Öffentlich in Erscheinung trat die Gruppierung erst einmal: Im vergangenen Februar riefen sie unter dem Namen «Legion Werwolf» zu einem Fackelzug durch die Stadt Bern auf, der jedoch kurzfristig wieder abgesagt wurde. Als Mitorganisator trat Jonas S. in Erscheinung. Die rechtsextremen Verflechtungen zwischen der Schweiz und Deutschland sind seit Jahren eng. So reisen deutsche Neonazis für Schulungen an der Waffe in die Schweiz. Auch über Foren und soziale Netzwerke tauschen sich die Rechtsextremen der beiden Länder regelmässig aus. Laut Althof sind die Behörden in Deutschland wie in der Schweiz bei der Überwachung der Szene sehr aufmerksam. Hierzulande sind die Rechtsextremen nicht nur auf den Schirmen von Nachrichtendienst und des Bundesamts für Polizei. Auch auf Kantonsebene wurden Strukturen zur Überwachung der Szene geschaffen.

Langes Prozedere zu erwarten

Laut Auskunft von Marcel Strassburger von der Zürcher Staatsanwaltschaft, welche die Hausdurchsuchungen in mehreren Kantonen durchgeführt hat, wurden diverse Dokumente beschlagnahmt. Diese werden nur dann ungeprüft nach Deutschland weitergeleitet, wenn die beschuldigten Personen ihr Einverständnis dazu geben. Wahrscheinlicher ist der Fall, dass die Dokumente zuerst in der Schweiz ausgewertet und auf «potenzielle Erheblichkeit» überprüft werden.
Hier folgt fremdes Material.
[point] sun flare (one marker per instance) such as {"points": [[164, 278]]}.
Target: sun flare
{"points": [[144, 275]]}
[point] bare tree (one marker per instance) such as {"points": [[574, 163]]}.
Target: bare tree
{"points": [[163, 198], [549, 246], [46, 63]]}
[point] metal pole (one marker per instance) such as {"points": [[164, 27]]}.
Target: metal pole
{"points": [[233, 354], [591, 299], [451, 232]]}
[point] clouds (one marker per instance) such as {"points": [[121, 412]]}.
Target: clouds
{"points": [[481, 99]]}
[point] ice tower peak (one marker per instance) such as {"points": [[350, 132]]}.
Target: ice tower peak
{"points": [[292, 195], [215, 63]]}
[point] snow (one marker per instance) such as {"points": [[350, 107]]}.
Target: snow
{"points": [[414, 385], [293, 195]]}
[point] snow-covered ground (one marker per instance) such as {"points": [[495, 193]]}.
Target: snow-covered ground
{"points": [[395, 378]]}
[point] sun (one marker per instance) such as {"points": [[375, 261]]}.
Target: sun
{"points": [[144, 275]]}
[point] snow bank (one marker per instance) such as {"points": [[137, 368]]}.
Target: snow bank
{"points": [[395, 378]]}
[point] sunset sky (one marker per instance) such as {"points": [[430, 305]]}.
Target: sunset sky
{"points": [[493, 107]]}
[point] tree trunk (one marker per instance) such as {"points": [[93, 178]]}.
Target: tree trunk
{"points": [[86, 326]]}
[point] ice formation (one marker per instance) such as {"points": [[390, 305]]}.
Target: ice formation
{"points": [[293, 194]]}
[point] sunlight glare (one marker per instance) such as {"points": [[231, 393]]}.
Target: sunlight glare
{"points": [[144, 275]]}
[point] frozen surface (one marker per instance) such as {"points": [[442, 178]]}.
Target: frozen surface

Gegen das Resultat beziehungsweise gegen die Schlussverfügung können die Betroffenen wiederum Beschwerde am Bundesstrafgericht in Bellinzona einreichen.

Zu Festnahmen war es am Mittwoch nicht gekommen. Gemäss Angaben der deutschen Ermittlungsbehörden haben sich bis anhin keine tatsächlichen Anhaltspunkte für konkrete Anschlagsvorbereitungen ergeben.